October 23, 2014 at 9:13 am

You’re advancing a “just eat your peas” theory of education, where the kids just need to accept that the meaning of it all will become clear at some later date, until which they have to soldier on with the promises of the teacher. This is certainly an element in education, and one that becomes more controlling the younger the student is, and is particularly prominent in learning languages. There’s even a name for the virtue of soldiering on in hope of meaning: docility.

But this virtue can’t be the dominant element in liberal education, or in any theory of education that claims to give the student things that are worth knowing in themselves. This is before we deal with the more fundamental problems mentioned in the post: lack of systematic rigor, muddling math and proto-engineering, having math ordered to tests that were written to gauge college competence and not to the actual structure of math, etc.

Your account of math also can’t explain why Bonaventure said what he said. If we just have to eat our peas for ten years before seeing the point of math, then why is it that Bonaventure could say what he said when all that was known about mathematics could be held on less than a shelf? He was clearly deeply impressed by the power of mathematics after having a very rudimentary education in it, and without the benefit of ten years of algebra. Perhaps we could teach some of the books he read.

## cryptonymousbill said,

October 23, 2014 at 11:50 am

I’d be on board with that, but you point to a problem – our schools are not places of liberal education. Nor are they places of industrial or vocational education. They are all patched together, without any governing idea of what they should be.

We ask our students to eat their peas, and their bran logs, and their ice cream, and their styrofoam peanuts, all tossed together in one bowl.

Some people are just unmoved, and others very much put out by Bonaventure – whether by his idea, or the man himself. Same as some might be by a Taylorite industrial education, or a beat-the-Soviets engineering and technical model.

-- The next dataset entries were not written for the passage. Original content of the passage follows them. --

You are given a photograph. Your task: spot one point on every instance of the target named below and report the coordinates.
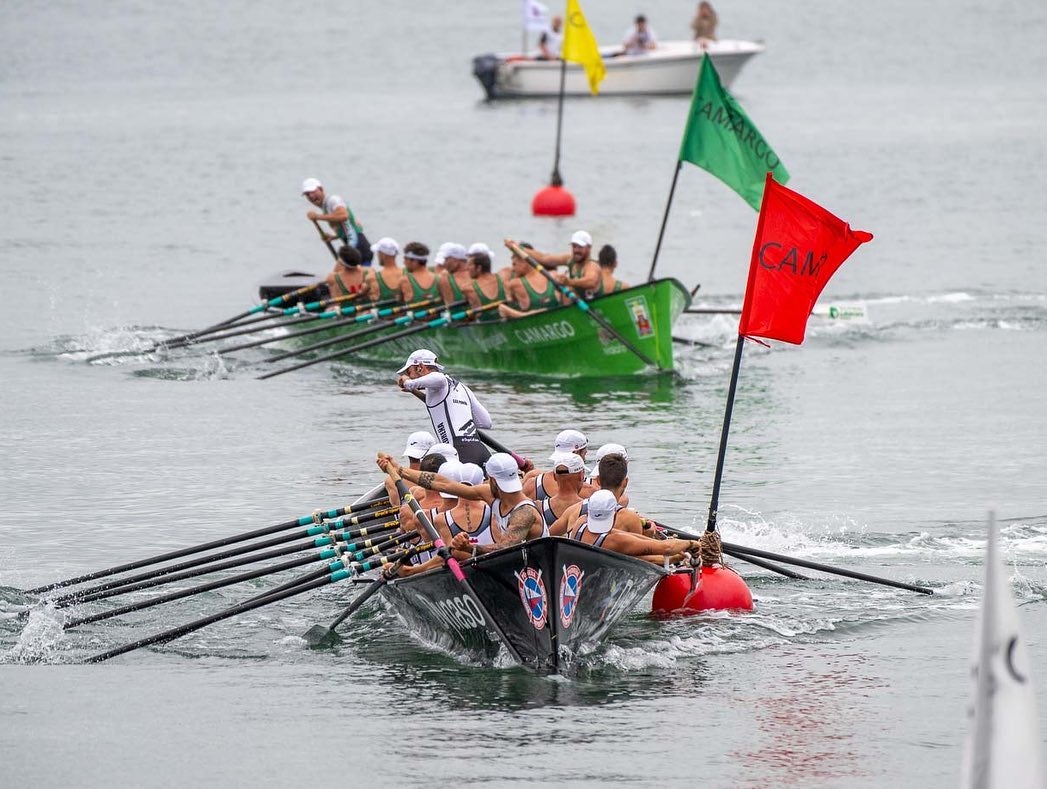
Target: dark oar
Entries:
(583, 306)
(411, 312)
(740, 551)
(224, 614)
(304, 520)
(214, 563)
(332, 553)
(318, 635)
(330, 319)
(275, 301)
(452, 565)
(752, 560)
(443, 320)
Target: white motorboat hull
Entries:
(669, 69)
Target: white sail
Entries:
(1003, 743)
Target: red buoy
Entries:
(553, 201)
(718, 589)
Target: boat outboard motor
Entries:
(485, 68)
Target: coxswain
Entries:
(335, 211)
(530, 291)
(348, 277)
(455, 278)
(486, 287)
(595, 523)
(385, 284)
(418, 284)
(583, 273)
(540, 485)
(453, 409)
(514, 518)
(607, 260)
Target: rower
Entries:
(607, 261)
(418, 447)
(530, 291)
(455, 277)
(486, 287)
(583, 273)
(426, 560)
(418, 284)
(514, 518)
(453, 409)
(540, 485)
(385, 284)
(570, 473)
(348, 277)
(594, 523)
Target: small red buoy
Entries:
(553, 201)
(718, 589)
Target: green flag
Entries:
(720, 138)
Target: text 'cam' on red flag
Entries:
(798, 248)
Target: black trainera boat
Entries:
(555, 599)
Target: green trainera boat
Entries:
(562, 342)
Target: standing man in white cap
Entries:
(335, 211)
(453, 409)
(583, 272)
(385, 284)
(514, 518)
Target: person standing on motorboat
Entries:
(583, 272)
(704, 24)
(418, 283)
(453, 409)
(640, 39)
(335, 211)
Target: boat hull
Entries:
(562, 342)
(555, 600)
(671, 69)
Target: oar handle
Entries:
(327, 241)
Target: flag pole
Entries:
(665, 218)
(714, 502)
(556, 180)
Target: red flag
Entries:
(798, 248)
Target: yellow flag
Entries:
(579, 45)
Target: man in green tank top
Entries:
(418, 284)
(455, 277)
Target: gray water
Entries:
(151, 158)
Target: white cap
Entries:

‘Perhaps we could’ – if there were a we.

## James Chastek said,

October 23, 2014 at 12:35 pm

This is a good point. It would certainly be impossible to have some sort of nationalized liberal arts program. It’s hard enough to get five guys in a room to agree. I’d be happier if we could either be clearer about vocational training or decouple high school from college preparation. It might help to make competence tests a way to employment as opposed to making college degrees a proxy for this.